Yield on two-year US Treasury bonds. Source: TradingView
The two-year U.S. Treasury yield fell to three.51% on Wednesday, suggesting traders are accepting lower yields in exchange for the security of government-backed bonds. This is especially telling provided that probably the most recent US consumer price inflation index (CPI) was 2.7% year-on-year, above the Federal Reserve's goal. I bet
Warren Buffett, chairman and former CEO of Berkshire Hathaway, reportedly warned that the shortage of clarity concerning the future direction of artificial intelligence is worrying. Because of that caution, Berkshire's money pile rose to a record $381.7 billion, up from $170 billion a 12 months earlier.
The Nasdaq index fell 1.6% while shares of Oracle (ORCL US) fell 5% after bondholders filed a category motion lawsuit alleging the corporate did not disclose the necessity for significant additional debt to expand its artificial intelligence infrastructure.

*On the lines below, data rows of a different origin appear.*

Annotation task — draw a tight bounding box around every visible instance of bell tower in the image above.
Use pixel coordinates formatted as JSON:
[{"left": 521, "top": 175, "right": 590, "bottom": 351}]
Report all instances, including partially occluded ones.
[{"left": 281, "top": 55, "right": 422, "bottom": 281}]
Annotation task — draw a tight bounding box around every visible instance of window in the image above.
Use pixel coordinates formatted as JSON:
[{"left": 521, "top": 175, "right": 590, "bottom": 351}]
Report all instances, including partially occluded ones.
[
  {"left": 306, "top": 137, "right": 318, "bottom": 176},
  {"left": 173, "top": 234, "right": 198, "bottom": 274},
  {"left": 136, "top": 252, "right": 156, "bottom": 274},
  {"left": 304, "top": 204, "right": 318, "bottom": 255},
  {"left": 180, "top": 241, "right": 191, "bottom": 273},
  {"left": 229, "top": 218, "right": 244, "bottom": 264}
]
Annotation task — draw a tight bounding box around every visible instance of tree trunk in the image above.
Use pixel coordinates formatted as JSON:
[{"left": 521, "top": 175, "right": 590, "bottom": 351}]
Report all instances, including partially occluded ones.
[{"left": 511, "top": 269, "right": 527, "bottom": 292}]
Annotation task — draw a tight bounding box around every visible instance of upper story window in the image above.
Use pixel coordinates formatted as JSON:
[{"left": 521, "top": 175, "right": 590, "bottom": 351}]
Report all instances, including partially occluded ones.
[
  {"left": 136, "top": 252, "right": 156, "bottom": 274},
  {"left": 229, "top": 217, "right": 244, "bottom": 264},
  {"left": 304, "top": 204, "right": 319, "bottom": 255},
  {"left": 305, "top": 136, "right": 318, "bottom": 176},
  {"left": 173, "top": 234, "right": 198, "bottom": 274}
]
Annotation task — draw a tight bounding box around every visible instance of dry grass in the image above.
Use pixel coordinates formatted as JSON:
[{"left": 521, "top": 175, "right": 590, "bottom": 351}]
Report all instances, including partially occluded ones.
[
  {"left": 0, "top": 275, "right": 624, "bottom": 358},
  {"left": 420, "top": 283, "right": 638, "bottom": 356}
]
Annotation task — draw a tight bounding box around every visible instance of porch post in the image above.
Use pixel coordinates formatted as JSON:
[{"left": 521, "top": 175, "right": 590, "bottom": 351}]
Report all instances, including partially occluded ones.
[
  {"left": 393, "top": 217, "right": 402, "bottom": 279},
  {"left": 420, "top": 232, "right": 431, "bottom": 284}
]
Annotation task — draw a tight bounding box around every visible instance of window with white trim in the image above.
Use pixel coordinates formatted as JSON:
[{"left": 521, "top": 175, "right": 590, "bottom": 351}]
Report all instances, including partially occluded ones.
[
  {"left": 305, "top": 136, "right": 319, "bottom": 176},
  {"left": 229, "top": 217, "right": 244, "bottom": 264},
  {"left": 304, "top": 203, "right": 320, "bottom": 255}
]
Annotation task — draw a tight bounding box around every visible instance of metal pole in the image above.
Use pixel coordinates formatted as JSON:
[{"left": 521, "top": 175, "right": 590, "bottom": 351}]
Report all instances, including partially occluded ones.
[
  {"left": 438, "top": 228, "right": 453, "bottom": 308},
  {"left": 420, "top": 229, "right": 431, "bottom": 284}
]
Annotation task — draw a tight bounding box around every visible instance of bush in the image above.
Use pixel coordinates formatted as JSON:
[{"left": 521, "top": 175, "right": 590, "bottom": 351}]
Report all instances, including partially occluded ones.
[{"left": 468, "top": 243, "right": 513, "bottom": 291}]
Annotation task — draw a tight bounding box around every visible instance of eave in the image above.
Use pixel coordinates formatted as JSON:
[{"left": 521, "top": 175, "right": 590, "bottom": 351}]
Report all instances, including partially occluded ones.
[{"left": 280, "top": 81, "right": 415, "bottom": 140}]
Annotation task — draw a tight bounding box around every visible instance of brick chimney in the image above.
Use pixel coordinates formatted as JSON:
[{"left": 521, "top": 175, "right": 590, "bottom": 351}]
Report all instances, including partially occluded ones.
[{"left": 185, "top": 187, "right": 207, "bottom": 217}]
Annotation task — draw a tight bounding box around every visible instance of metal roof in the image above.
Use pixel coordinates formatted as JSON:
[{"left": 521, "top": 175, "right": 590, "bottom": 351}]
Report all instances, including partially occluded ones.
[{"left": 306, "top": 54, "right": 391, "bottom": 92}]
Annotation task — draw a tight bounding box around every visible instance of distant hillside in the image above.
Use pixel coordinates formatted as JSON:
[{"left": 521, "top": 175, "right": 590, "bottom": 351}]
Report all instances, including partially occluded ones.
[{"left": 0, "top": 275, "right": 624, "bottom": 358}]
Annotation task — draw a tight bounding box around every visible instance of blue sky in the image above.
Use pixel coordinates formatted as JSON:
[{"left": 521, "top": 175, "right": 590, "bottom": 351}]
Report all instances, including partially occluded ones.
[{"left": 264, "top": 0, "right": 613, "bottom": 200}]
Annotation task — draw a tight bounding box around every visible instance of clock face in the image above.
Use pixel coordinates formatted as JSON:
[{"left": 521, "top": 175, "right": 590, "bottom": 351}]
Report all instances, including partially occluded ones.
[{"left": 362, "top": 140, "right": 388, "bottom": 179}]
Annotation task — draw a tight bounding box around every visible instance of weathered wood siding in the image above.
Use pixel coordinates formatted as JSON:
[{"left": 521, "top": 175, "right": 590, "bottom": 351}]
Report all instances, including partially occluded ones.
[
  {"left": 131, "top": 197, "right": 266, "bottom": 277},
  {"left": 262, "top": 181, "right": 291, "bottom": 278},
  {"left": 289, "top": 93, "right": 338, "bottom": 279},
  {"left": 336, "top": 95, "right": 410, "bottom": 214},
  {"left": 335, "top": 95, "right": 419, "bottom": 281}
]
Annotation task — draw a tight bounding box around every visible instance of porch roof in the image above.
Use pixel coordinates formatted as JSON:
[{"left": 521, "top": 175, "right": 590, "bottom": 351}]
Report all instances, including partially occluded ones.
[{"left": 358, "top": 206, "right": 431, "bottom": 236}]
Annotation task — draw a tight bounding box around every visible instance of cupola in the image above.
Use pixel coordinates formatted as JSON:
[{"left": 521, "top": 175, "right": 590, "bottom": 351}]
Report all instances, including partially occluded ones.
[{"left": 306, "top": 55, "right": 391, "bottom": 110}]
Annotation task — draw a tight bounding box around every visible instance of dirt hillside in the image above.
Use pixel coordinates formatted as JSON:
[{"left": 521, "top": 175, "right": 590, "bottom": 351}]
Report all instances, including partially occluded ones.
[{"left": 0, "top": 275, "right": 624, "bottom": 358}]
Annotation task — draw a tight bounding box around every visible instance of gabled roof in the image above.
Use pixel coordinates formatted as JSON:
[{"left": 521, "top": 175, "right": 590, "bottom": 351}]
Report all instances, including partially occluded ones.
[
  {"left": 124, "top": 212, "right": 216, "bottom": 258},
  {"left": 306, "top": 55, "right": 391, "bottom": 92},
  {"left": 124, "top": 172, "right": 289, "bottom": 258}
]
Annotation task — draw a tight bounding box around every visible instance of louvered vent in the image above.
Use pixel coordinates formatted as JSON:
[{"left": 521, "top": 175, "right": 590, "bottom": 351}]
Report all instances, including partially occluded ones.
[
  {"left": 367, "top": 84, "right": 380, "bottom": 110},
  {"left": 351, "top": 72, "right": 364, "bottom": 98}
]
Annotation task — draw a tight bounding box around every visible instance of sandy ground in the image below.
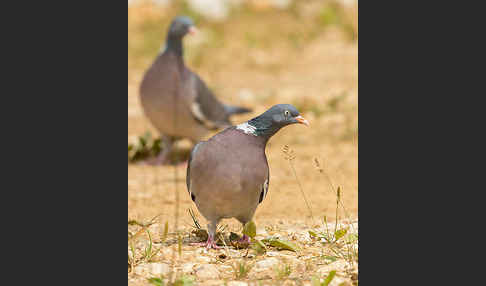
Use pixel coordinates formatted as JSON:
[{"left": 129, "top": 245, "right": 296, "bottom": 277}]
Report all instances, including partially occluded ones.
[{"left": 128, "top": 1, "right": 358, "bottom": 285}]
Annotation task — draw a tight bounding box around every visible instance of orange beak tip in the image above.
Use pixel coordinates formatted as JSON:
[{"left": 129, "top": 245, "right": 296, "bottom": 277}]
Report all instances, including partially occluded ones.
[{"left": 295, "top": 115, "right": 310, "bottom": 126}]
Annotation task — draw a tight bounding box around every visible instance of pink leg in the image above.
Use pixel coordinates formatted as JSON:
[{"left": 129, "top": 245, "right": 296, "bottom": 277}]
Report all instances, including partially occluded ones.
[
  {"left": 191, "top": 235, "right": 221, "bottom": 249},
  {"left": 238, "top": 234, "right": 250, "bottom": 244}
]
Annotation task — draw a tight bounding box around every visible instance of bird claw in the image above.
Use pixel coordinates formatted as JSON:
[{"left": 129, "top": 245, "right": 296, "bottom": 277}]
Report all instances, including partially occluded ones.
[{"left": 190, "top": 241, "right": 221, "bottom": 249}]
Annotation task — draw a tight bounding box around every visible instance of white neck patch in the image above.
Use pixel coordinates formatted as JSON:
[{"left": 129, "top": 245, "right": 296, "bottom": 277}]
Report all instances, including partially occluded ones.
[{"left": 236, "top": 122, "right": 258, "bottom": 136}]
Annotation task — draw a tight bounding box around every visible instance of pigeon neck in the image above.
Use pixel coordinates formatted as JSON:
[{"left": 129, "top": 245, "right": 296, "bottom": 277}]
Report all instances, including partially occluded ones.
[
  {"left": 167, "top": 35, "right": 184, "bottom": 57},
  {"left": 236, "top": 116, "right": 280, "bottom": 142}
]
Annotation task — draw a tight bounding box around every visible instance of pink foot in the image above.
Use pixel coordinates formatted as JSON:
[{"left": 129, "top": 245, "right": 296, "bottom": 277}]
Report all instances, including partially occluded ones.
[{"left": 190, "top": 236, "right": 221, "bottom": 249}]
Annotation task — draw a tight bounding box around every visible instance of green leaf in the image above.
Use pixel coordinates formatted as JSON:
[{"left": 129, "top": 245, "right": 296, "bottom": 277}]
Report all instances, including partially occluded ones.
[
  {"left": 177, "top": 234, "right": 182, "bottom": 257},
  {"left": 173, "top": 275, "right": 194, "bottom": 286},
  {"left": 322, "top": 255, "right": 337, "bottom": 262},
  {"left": 334, "top": 228, "right": 348, "bottom": 241},
  {"left": 252, "top": 239, "right": 267, "bottom": 254},
  {"left": 309, "top": 230, "right": 319, "bottom": 237},
  {"left": 147, "top": 277, "right": 164, "bottom": 286},
  {"left": 322, "top": 270, "right": 336, "bottom": 286},
  {"left": 263, "top": 239, "right": 299, "bottom": 252},
  {"left": 230, "top": 232, "right": 240, "bottom": 241},
  {"left": 243, "top": 221, "right": 256, "bottom": 238},
  {"left": 162, "top": 221, "right": 169, "bottom": 242},
  {"left": 311, "top": 275, "right": 321, "bottom": 286}
]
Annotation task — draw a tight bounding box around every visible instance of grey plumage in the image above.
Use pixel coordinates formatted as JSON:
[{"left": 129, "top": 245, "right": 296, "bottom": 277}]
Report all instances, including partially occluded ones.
[
  {"left": 186, "top": 104, "right": 308, "bottom": 247},
  {"left": 140, "top": 17, "right": 251, "bottom": 162}
]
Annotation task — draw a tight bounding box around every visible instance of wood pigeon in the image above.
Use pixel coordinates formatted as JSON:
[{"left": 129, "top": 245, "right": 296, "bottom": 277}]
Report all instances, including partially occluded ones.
[
  {"left": 186, "top": 104, "right": 309, "bottom": 248},
  {"left": 140, "top": 16, "right": 251, "bottom": 164}
]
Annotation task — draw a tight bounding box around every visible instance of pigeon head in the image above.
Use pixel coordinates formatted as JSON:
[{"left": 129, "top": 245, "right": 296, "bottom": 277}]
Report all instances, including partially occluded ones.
[
  {"left": 236, "top": 104, "right": 309, "bottom": 140},
  {"left": 168, "top": 16, "right": 197, "bottom": 39},
  {"left": 165, "top": 16, "right": 197, "bottom": 57}
]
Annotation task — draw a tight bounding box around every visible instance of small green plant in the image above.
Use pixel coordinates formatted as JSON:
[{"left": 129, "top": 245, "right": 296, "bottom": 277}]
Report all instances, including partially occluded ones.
[
  {"left": 128, "top": 131, "right": 162, "bottom": 162},
  {"left": 275, "top": 264, "right": 292, "bottom": 280},
  {"left": 311, "top": 270, "right": 336, "bottom": 286},
  {"left": 128, "top": 216, "right": 161, "bottom": 272},
  {"left": 172, "top": 275, "right": 195, "bottom": 286},
  {"left": 231, "top": 260, "right": 254, "bottom": 279},
  {"left": 147, "top": 275, "right": 165, "bottom": 286}
]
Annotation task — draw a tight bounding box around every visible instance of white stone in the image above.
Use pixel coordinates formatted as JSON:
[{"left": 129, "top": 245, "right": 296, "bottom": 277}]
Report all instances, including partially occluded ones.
[
  {"left": 181, "top": 262, "right": 196, "bottom": 274},
  {"left": 148, "top": 263, "right": 170, "bottom": 276},
  {"left": 255, "top": 257, "right": 279, "bottom": 271},
  {"left": 226, "top": 281, "right": 248, "bottom": 286},
  {"left": 194, "top": 264, "right": 219, "bottom": 279}
]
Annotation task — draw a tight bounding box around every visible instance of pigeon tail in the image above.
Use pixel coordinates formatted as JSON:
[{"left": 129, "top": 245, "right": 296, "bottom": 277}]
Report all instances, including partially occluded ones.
[{"left": 224, "top": 105, "right": 252, "bottom": 115}]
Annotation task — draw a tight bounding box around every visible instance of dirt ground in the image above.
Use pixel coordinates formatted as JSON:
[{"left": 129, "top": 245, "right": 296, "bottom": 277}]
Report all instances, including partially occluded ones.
[{"left": 128, "top": 1, "right": 358, "bottom": 285}]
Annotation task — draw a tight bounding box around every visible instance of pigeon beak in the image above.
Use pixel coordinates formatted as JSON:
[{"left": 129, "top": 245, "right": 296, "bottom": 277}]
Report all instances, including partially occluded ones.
[
  {"left": 189, "top": 26, "right": 198, "bottom": 35},
  {"left": 295, "top": 115, "right": 309, "bottom": 126}
]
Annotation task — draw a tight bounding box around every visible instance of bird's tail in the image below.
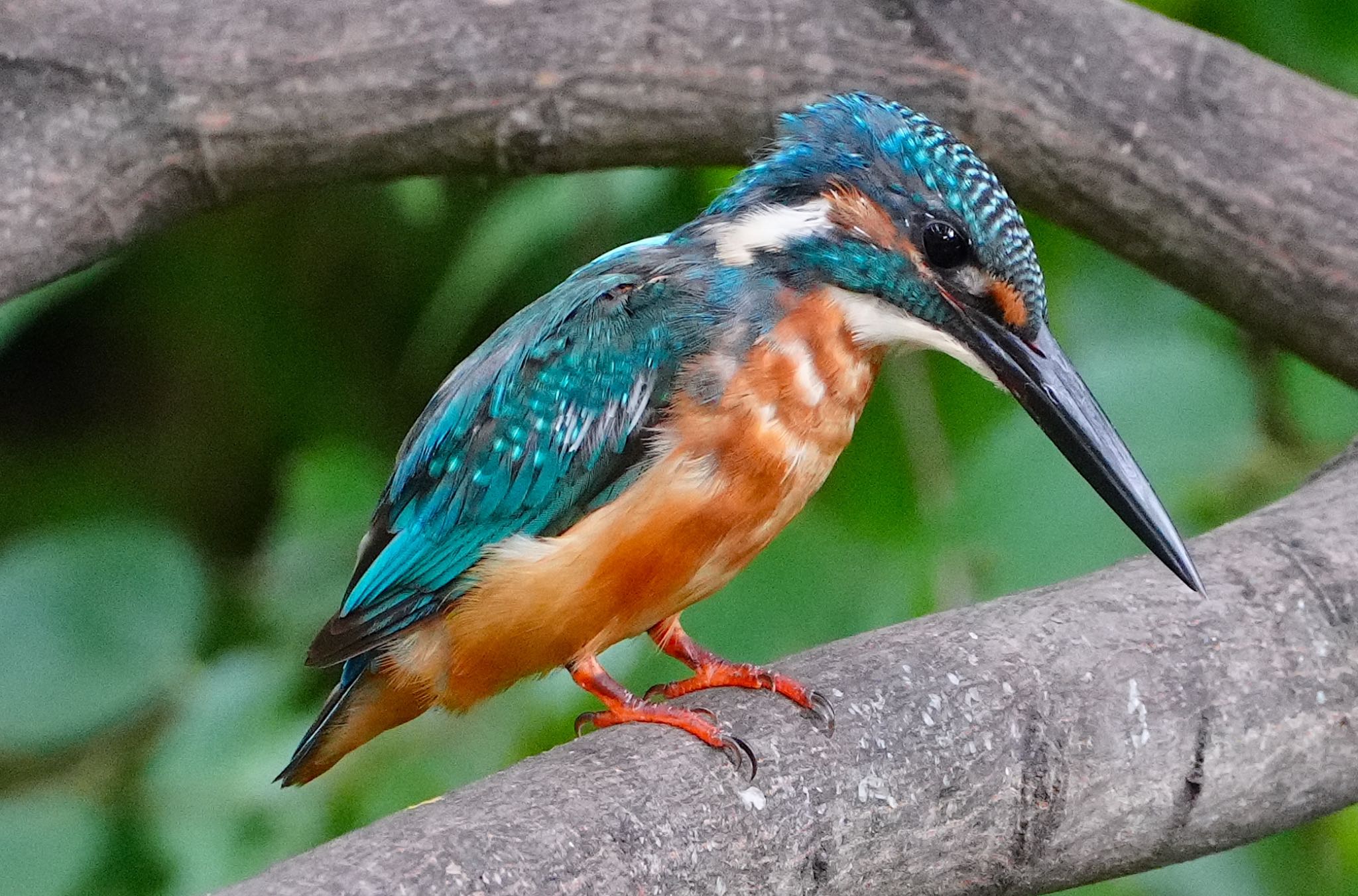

As uncertainty increases, traders have reduced their exposure to stocks, indicating a lower risk tolerance that can also be limiting appetite for cryptocurrencies.
It stays unclear whether Bitcoin has finally ended its two-month bear market, but derivatives data shows that traders remain extremely skeptical of a fast recovery towards $105,000. For now, investors' focus stays on the broader sociopolitical risks and whether the Federal Reserve can support economic growth without reigniting inflation.